Wu Ting-yu (吳庭毓) is a Taiwanese violinist. He currently serves as the concertmaster in Taiwan's leading National Symphony Orchestra.

Born in Kaohsiung, Wu began to study violin at age of 5 with his father, Wu Lian-jing, a prestigious painter and violinist. Since then, he had studied with some of Taiwan's most renowned violinists. In 1982, Wu graduated with the highest honor from the National Academy of Arts (later renamed as National Taiwan University of Arts). He later served as the concertmaster of National Defense Symphony Orchestra and Taipei Symphony Orchestra. In 1988, he entered the Ville de Rueil-Malmaison Conservatoire in France under the guidance of Prof. Melle Brignon.

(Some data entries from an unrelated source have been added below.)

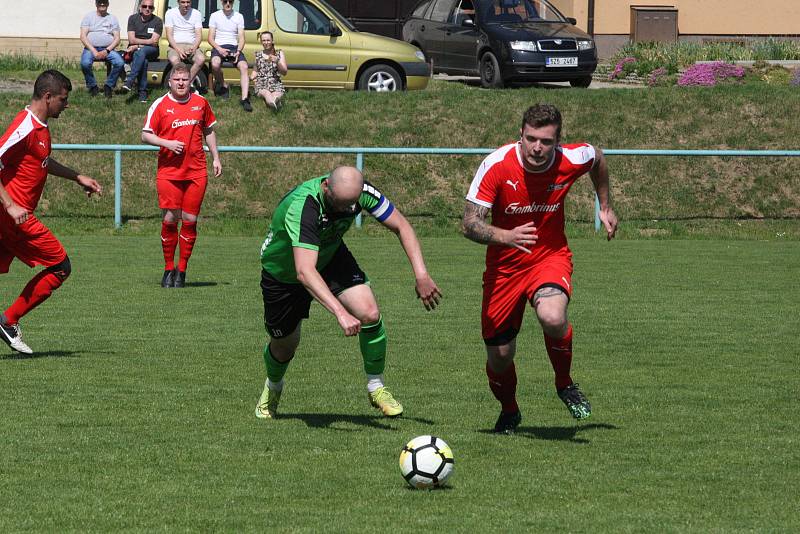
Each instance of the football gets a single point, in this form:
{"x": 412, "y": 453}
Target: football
{"x": 426, "y": 462}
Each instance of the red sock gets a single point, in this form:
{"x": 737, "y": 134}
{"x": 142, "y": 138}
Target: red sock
{"x": 38, "y": 289}
{"x": 188, "y": 237}
{"x": 504, "y": 387}
{"x": 560, "y": 353}
{"x": 169, "y": 242}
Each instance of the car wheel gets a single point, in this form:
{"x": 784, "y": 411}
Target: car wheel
{"x": 200, "y": 82}
{"x": 491, "y": 77}
{"x": 380, "y": 79}
{"x": 586, "y": 81}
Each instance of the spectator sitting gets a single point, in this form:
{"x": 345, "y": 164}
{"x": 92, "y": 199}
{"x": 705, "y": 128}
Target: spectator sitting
{"x": 226, "y": 37}
{"x": 184, "y": 27}
{"x": 100, "y": 36}
{"x": 144, "y": 31}
{"x": 270, "y": 66}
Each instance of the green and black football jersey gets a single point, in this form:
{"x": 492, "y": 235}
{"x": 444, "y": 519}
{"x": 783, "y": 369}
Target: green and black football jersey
{"x": 303, "y": 220}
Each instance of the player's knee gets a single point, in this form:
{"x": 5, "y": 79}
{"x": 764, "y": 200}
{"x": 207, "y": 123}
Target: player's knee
{"x": 554, "y": 322}
{"x": 61, "y": 270}
{"x": 370, "y": 316}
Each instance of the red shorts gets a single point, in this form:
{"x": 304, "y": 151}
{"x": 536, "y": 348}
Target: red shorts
{"x": 506, "y": 295}
{"x": 185, "y": 195}
{"x": 31, "y": 242}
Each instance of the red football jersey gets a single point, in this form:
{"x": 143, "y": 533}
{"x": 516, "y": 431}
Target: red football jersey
{"x": 181, "y": 121}
{"x": 24, "y": 154}
{"x": 516, "y": 197}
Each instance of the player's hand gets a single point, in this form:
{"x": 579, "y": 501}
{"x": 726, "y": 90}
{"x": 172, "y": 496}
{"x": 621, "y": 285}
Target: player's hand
{"x": 609, "y": 220}
{"x": 174, "y": 146}
{"x": 349, "y": 324}
{"x": 523, "y": 236}
{"x": 17, "y": 213}
{"x": 428, "y": 292}
{"x": 90, "y": 186}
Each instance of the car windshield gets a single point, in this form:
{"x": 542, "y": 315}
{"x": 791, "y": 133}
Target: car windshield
{"x": 511, "y": 11}
{"x": 339, "y": 18}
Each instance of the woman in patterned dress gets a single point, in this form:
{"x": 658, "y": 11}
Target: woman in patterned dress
{"x": 270, "y": 65}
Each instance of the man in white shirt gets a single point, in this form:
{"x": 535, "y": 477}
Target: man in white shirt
{"x": 184, "y": 26}
{"x": 100, "y": 37}
{"x": 226, "y": 37}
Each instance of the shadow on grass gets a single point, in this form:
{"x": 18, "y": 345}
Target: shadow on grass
{"x": 434, "y": 488}
{"x": 205, "y": 284}
{"x": 326, "y": 420}
{"x": 46, "y": 354}
{"x": 558, "y": 433}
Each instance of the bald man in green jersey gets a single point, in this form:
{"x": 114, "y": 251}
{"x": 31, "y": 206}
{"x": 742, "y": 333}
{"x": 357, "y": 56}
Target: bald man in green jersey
{"x": 304, "y": 258}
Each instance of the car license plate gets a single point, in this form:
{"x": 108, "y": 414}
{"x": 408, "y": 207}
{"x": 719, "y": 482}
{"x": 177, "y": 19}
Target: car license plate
{"x": 562, "y": 62}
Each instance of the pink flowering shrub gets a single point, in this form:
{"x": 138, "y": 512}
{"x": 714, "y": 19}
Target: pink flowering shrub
{"x": 620, "y": 71}
{"x": 709, "y": 74}
{"x": 656, "y": 76}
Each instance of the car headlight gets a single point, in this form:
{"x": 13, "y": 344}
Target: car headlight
{"x": 529, "y": 46}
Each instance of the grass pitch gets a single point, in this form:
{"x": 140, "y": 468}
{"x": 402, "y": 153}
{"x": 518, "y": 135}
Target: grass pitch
{"x": 137, "y": 411}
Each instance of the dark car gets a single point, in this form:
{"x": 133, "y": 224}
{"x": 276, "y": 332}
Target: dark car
{"x": 503, "y": 41}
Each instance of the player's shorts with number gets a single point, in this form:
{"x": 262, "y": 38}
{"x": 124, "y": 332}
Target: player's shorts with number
{"x": 185, "y": 195}
{"x": 31, "y": 242}
{"x": 506, "y": 295}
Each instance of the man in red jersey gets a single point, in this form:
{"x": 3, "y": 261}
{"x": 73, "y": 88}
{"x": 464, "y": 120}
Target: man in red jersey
{"x": 178, "y": 122}
{"x": 25, "y": 163}
{"x": 523, "y": 185}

Upon returning to Taiwan, he was appointed as the concert master of National Symphony Orchestra. He has since then performed as a soloist with many orchestras throughout the world. In 2000, Wu was invited to perform at the presidential palace for the President of R.O.C. He was also invited by the French Consulate to perform at the Art Exhibition festival in Taipei. In 2002, he recorded, as the soloist, Vivaldi's The Four Seasons with Philharmonic Chamber Orchestra of Moscow. At the same time, Wu is committed to educate the young talents in Taiwan. He is currently an associate professor at Fu Jen Catholic University, National Chiao Tung University, and National Taiwan University of Arts.